The difference is that pumps are using fluids while HVAC systems are moving air, or even fumes in some cases. Of course water is involved in HVAC, but it’s primary “thing” is air. I’ll provide some examples of HVAC equipment below. Also, if I have already written about a piece of equipment that serves the HVAC field, I’ll link to it.
HVAC is Vital
First and foremost, HVAC is vital in building operations because it is how we get fresh air into the building and expended air out.
Those square boxes on the roofs you see as you fly overhead, those are called air handling units, or ahu’s. Depending on the size of the building or property, you might see 1 ahu, or 50. The job of an ahu is to bring in an amount of fresh air continuously and deliver it either to the floor or space or to additional, smaller untis further down the line where it is heated or cooled prior to final delivery, like right above your desk.
Mechanical code requires that a certain amount of air exchanges take place every so often. Depending on what purpose the facility has, this number of air exchanges can vary. Hospitals for example have higher requirements because we want to get the sick stuff out of the building as quick as possible. If we had very few air exchanges in the hospital we would be like re-circulating germy air. Feel me?
Labs too. They need to exhaust the fumes quicker so they may have a higher exchange code requirement.
Don’t forget about your house or car either. They too have HVAC systems. Your furnace at home as well as the air conditioning units in both. Your bathroom exhaust fan…

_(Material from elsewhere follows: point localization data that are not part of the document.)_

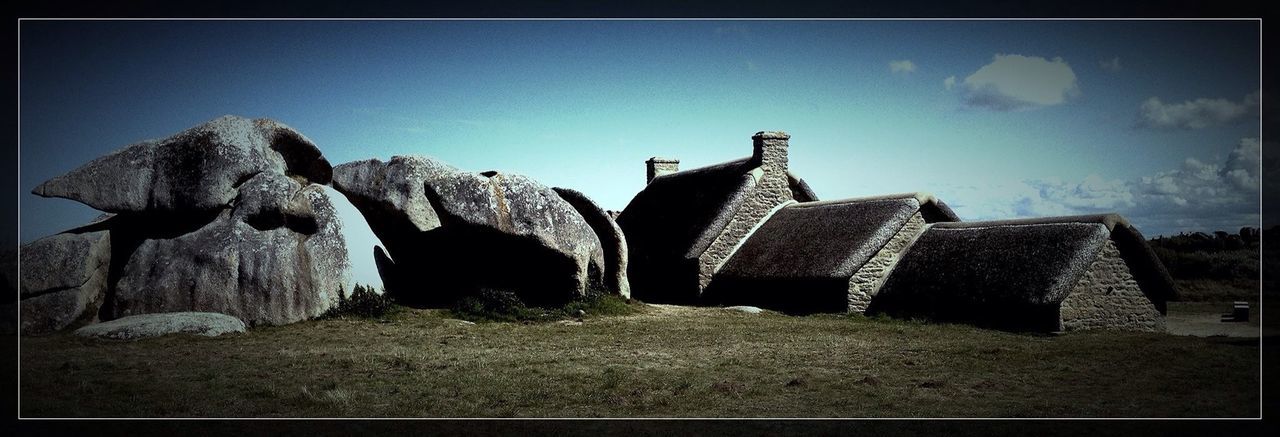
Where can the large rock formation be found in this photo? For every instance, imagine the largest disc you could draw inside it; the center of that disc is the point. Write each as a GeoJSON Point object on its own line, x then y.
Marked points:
{"type": "Point", "coordinates": [451, 232]}
{"type": "Point", "coordinates": [145, 326]}
{"type": "Point", "coordinates": [192, 171]}
{"type": "Point", "coordinates": [227, 217]}
{"type": "Point", "coordinates": [63, 280]}
{"type": "Point", "coordinates": [612, 240]}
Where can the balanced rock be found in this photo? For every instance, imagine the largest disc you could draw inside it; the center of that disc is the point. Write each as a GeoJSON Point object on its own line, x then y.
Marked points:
{"type": "Point", "coordinates": [227, 217]}
{"type": "Point", "coordinates": [277, 256]}
{"type": "Point", "coordinates": [196, 169]}
{"type": "Point", "coordinates": [612, 240]}
{"type": "Point", "coordinates": [135, 327]}
{"type": "Point", "coordinates": [451, 233]}
{"type": "Point", "coordinates": [63, 280]}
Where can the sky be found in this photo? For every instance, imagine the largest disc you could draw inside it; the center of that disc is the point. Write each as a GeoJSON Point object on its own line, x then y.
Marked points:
{"type": "Point", "coordinates": [1155, 119]}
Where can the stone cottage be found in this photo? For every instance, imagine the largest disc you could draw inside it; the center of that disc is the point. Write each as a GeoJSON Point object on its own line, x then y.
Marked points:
{"type": "Point", "coordinates": [1055, 273]}
{"type": "Point", "coordinates": [685, 224]}
{"type": "Point", "coordinates": [749, 232]}
{"type": "Point", "coordinates": [831, 255]}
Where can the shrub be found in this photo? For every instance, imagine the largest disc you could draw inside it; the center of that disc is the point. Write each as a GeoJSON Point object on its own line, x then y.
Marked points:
{"type": "Point", "coordinates": [501, 305]}
{"type": "Point", "coordinates": [364, 301]}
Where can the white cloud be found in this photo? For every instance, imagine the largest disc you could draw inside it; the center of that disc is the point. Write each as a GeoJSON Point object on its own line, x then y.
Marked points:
{"type": "Point", "coordinates": [1014, 82]}
{"type": "Point", "coordinates": [1197, 196]}
{"type": "Point", "coordinates": [1196, 114]}
{"type": "Point", "coordinates": [1111, 65]}
{"type": "Point", "coordinates": [901, 65]}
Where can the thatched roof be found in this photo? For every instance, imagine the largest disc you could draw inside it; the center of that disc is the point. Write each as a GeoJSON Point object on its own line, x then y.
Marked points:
{"type": "Point", "coordinates": [800, 190]}
{"type": "Point", "coordinates": [813, 249]}
{"type": "Point", "coordinates": [672, 221]}
{"type": "Point", "coordinates": [1008, 273]}
{"type": "Point", "coordinates": [680, 214]}
{"type": "Point", "coordinates": [1146, 267]}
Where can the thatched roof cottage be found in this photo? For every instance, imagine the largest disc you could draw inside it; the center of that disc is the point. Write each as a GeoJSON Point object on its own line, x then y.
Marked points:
{"type": "Point", "coordinates": [684, 224]}
{"type": "Point", "coordinates": [830, 256]}
{"type": "Point", "coordinates": [1033, 274]}
{"type": "Point", "coordinates": [749, 232]}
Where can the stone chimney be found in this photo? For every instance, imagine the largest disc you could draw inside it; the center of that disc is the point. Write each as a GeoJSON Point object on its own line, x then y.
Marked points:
{"type": "Point", "coordinates": [657, 167]}
{"type": "Point", "coordinates": [769, 149]}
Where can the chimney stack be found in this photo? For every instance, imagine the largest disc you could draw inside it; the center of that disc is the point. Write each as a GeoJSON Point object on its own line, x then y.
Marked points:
{"type": "Point", "coordinates": [657, 167]}
{"type": "Point", "coordinates": [769, 149]}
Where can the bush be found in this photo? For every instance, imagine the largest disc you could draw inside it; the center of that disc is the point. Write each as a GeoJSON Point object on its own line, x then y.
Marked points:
{"type": "Point", "coordinates": [364, 301]}
{"type": "Point", "coordinates": [501, 305]}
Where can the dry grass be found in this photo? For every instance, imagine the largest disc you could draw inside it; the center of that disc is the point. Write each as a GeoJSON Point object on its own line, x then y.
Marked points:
{"type": "Point", "coordinates": [668, 362]}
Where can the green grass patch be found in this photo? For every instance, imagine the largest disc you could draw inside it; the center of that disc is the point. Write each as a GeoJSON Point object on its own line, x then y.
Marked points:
{"type": "Point", "coordinates": [662, 362]}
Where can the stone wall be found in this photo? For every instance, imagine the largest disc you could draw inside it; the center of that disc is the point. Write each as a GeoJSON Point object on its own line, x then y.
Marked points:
{"type": "Point", "coordinates": [1107, 297]}
{"type": "Point", "coordinates": [868, 280]}
{"type": "Point", "coordinates": [772, 189]}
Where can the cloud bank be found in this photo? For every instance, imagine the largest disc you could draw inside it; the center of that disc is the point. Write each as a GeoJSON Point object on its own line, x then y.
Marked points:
{"type": "Point", "coordinates": [1111, 65]}
{"type": "Point", "coordinates": [1196, 114]}
{"type": "Point", "coordinates": [1196, 196]}
{"type": "Point", "coordinates": [1015, 82]}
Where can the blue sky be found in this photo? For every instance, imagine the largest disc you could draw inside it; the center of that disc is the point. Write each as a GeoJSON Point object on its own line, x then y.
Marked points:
{"type": "Point", "coordinates": [1151, 119]}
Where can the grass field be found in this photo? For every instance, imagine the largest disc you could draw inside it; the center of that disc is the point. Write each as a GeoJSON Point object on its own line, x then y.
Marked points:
{"type": "Point", "coordinates": [663, 362]}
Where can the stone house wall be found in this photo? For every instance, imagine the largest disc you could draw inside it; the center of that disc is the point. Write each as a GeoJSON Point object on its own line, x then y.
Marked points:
{"type": "Point", "coordinates": [868, 280]}
{"type": "Point", "coordinates": [1107, 297]}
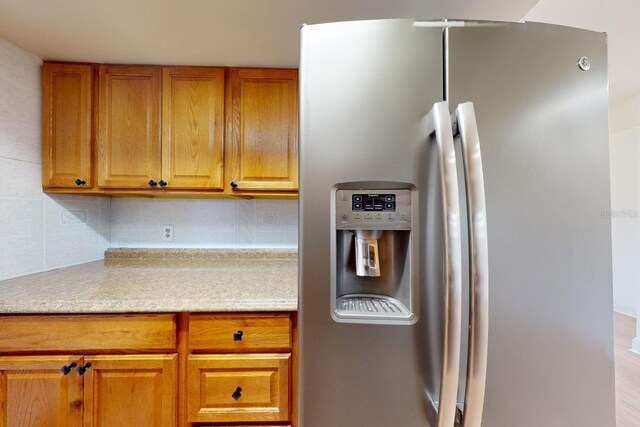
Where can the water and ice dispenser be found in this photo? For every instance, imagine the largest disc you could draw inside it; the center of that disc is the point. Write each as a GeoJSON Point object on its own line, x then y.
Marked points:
{"type": "Point", "coordinates": [373, 247]}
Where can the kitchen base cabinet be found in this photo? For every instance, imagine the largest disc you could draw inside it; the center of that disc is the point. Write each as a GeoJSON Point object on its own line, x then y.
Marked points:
{"type": "Point", "coordinates": [131, 390]}
{"type": "Point", "coordinates": [35, 393]}
{"type": "Point", "coordinates": [148, 370]}
{"type": "Point", "coordinates": [238, 387]}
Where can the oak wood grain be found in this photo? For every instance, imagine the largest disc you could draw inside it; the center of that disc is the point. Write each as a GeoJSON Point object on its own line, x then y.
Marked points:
{"type": "Point", "coordinates": [262, 379]}
{"type": "Point", "coordinates": [262, 117]}
{"type": "Point", "coordinates": [34, 393]}
{"type": "Point", "coordinates": [260, 332]}
{"type": "Point", "coordinates": [87, 333]}
{"type": "Point", "coordinates": [128, 126]}
{"type": "Point", "coordinates": [193, 127]}
{"type": "Point", "coordinates": [131, 390]}
{"type": "Point", "coordinates": [67, 125]}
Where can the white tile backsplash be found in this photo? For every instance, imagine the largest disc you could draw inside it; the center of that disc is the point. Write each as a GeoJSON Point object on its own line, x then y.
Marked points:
{"type": "Point", "coordinates": [21, 217]}
{"type": "Point", "coordinates": [20, 179]}
{"type": "Point", "coordinates": [40, 231]}
{"type": "Point", "coordinates": [44, 231]}
{"type": "Point", "coordinates": [21, 255]}
{"type": "Point", "coordinates": [205, 223]}
{"type": "Point", "coordinates": [17, 141]}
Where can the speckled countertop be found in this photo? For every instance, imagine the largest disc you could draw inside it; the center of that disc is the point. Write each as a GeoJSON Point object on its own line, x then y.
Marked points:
{"type": "Point", "coordinates": [161, 280]}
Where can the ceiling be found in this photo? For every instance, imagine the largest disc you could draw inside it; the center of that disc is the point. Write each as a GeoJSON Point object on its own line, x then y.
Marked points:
{"type": "Point", "coordinates": [266, 32]}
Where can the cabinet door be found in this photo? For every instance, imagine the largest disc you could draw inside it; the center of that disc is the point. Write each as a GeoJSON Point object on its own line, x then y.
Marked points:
{"type": "Point", "coordinates": [128, 126]}
{"type": "Point", "coordinates": [238, 387]}
{"type": "Point", "coordinates": [35, 393]}
{"type": "Point", "coordinates": [66, 125]}
{"type": "Point", "coordinates": [193, 127]}
{"type": "Point", "coordinates": [131, 390]}
{"type": "Point", "coordinates": [264, 129]}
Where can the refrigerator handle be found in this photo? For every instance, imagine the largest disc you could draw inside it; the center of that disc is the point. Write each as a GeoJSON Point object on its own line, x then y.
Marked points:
{"type": "Point", "coordinates": [439, 123]}
{"type": "Point", "coordinates": [466, 127]}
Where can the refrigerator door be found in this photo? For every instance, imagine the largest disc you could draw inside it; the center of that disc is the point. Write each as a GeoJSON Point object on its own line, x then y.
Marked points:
{"type": "Point", "coordinates": [365, 92]}
{"type": "Point", "coordinates": [542, 122]}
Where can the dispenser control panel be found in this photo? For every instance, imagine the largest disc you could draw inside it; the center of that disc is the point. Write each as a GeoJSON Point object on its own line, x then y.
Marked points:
{"type": "Point", "coordinates": [372, 208]}
{"type": "Point", "coordinates": [373, 202]}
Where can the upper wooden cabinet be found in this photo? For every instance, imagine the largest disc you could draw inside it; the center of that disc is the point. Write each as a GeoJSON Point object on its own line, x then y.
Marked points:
{"type": "Point", "coordinates": [193, 127]}
{"type": "Point", "coordinates": [128, 126]}
{"type": "Point", "coordinates": [66, 125]}
{"type": "Point", "coordinates": [137, 130]}
{"type": "Point", "coordinates": [263, 117]}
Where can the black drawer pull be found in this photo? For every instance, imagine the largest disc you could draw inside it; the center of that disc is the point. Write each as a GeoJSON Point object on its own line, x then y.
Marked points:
{"type": "Point", "coordinates": [68, 368]}
{"type": "Point", "coordinates": [237, 394]}
{"type": "Point", "coordinates": [83, 368]}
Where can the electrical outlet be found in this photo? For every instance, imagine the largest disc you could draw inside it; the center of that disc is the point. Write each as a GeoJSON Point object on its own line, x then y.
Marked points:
{"type": "Point", "coordinates": [167, 233]}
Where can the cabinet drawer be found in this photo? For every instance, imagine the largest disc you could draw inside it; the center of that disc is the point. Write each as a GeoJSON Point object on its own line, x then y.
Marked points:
{"type": "Point", "coordinates": [94, 332]}
{"type": "Point", "coordinates": [238, 387]}
{"type": "Point", "coordinates": [237, 333]}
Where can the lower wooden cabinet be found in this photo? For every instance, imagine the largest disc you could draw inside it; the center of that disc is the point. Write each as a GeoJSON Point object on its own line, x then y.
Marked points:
{"type": "Point", "coordinates": [238, 387]}
{"type": "Point", "coordinates": [118, 391]}
{"type": "Point", "coordinates": [34, 393]}
{"type": "Point", "coordinates": [150, 370]}
{"type": "Point", "coordinates": [131, 390]}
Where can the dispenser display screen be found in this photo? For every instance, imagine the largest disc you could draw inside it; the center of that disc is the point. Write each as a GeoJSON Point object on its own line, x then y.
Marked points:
{"type": "Point", "coordinates": [373, 202]}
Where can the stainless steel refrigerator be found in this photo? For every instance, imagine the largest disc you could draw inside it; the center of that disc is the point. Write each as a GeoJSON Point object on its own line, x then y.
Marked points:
{"type": "Point", "coordinates": [455, 246]}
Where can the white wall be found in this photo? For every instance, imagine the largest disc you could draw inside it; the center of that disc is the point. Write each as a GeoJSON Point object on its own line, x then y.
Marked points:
{"type": "Point", "coordinates": [41, 232]}
{"type": "Point", "coordinates": [38, 231]}
{"type": "Point", "coordinates": [625, 203]}
{"type": "Point", "coordinates": [204, 223]}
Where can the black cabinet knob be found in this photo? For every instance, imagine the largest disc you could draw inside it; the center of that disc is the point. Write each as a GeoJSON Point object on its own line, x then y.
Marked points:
{"type": "Point", "coordinates": [83, 368]}
{"type": "Point", "coordinates": [68, 368]}
{"type": "Point", "coordinates": [237, 394]}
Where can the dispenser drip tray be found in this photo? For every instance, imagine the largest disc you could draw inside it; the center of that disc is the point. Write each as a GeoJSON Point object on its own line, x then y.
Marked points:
{"type": "Point", "coordinates": [363, 306]}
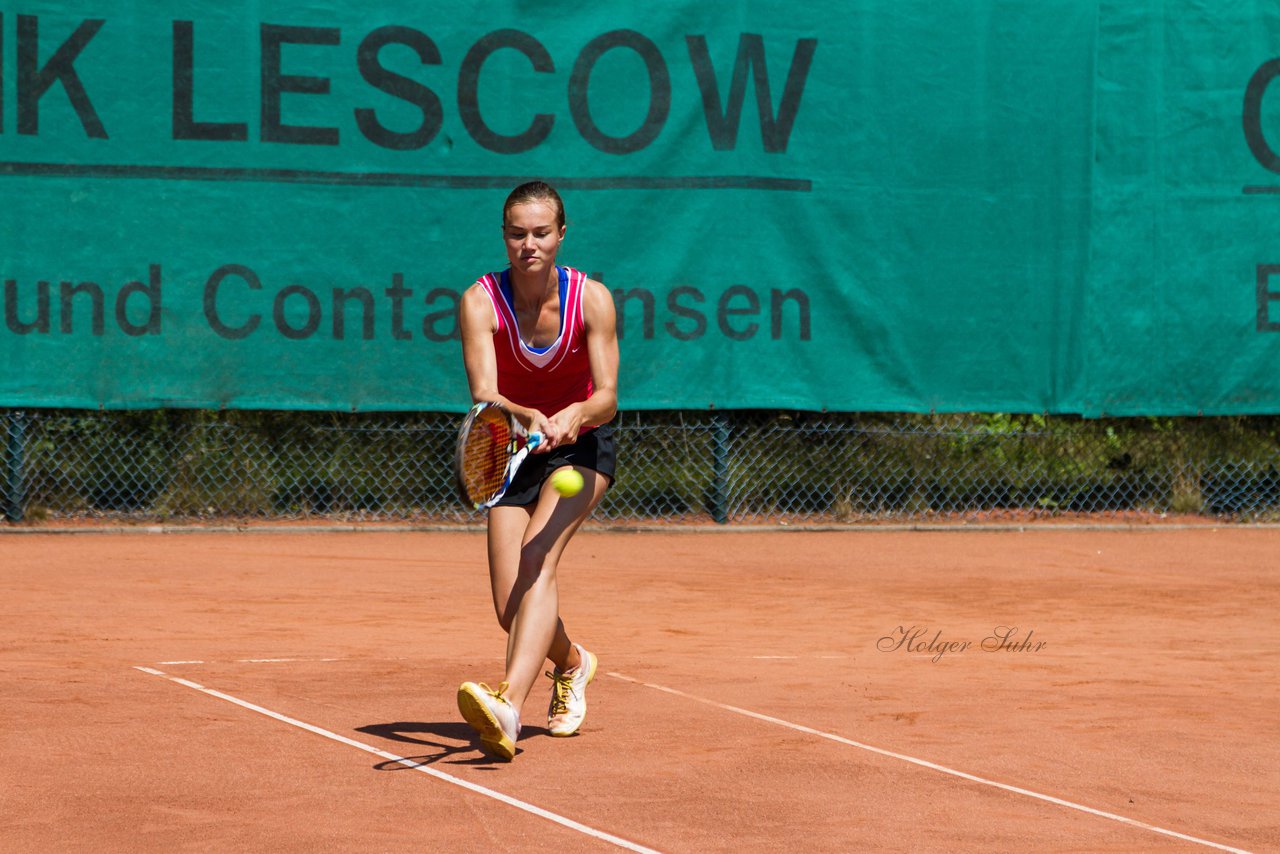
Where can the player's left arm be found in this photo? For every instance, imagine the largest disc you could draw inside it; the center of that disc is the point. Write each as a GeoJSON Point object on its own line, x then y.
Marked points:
{"type": "Point", "coordinates": [599, 318]}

Quick Components of an HVAC System
AHU – we already briefly discussed these just above. AHU’s are so important that they will get their own post shortly. But real quick, ahu’s deliver that air right? They also run like boilers a little. Just follow along. AHU’s and their digital, computerized controls have gotten really advanced lately. AHU’s have dampers that mix in some fresh air but also have other sets that will mix in some sir coming back from the building.
Why is that important and like a boiler you ask? Because it increases the efficiency of our building or plant, or HVAC system. We have to expend less energy to get all new air up to (or down to) whatever temperature the tenant wants. Awesome right?
Boilers – there is a post up on the site, a recent one, that introduces boilers. Click here for that.
Chillers – this is what cools the water which then cools the air. For a post on how chillers use the 4 step basic refrigeration cycle, click here.
Exhaust Fans – little pieces of garbage that are supposed to draw the air out of spaces and exhaust or discharge it on the roof. There are usually dozens or hundreds of these on properties and can be recognized from above because of the little like stainless steel domes that cover them. These are generally not made very well, are often misaligned, and require a ton of upkeep. I know because I am responsible for them at my current job and they suck ace.
Digital Controls – these are how the components of HVAC systems communicate with one another and know what to do. A software program is installed along with some hardware that does all of this stuff, supposedly automatically, for us. It is important that these piece talk to each other so that they don’t end up competing with one another (reducing our efficiency.)
For example, we don’t want a boiler thinking it needs to supply full on steam demand for heat and then the chiller goes, why is it so hot? I need to cool! And then the boiler works harder to overcome the cooling. Easy right?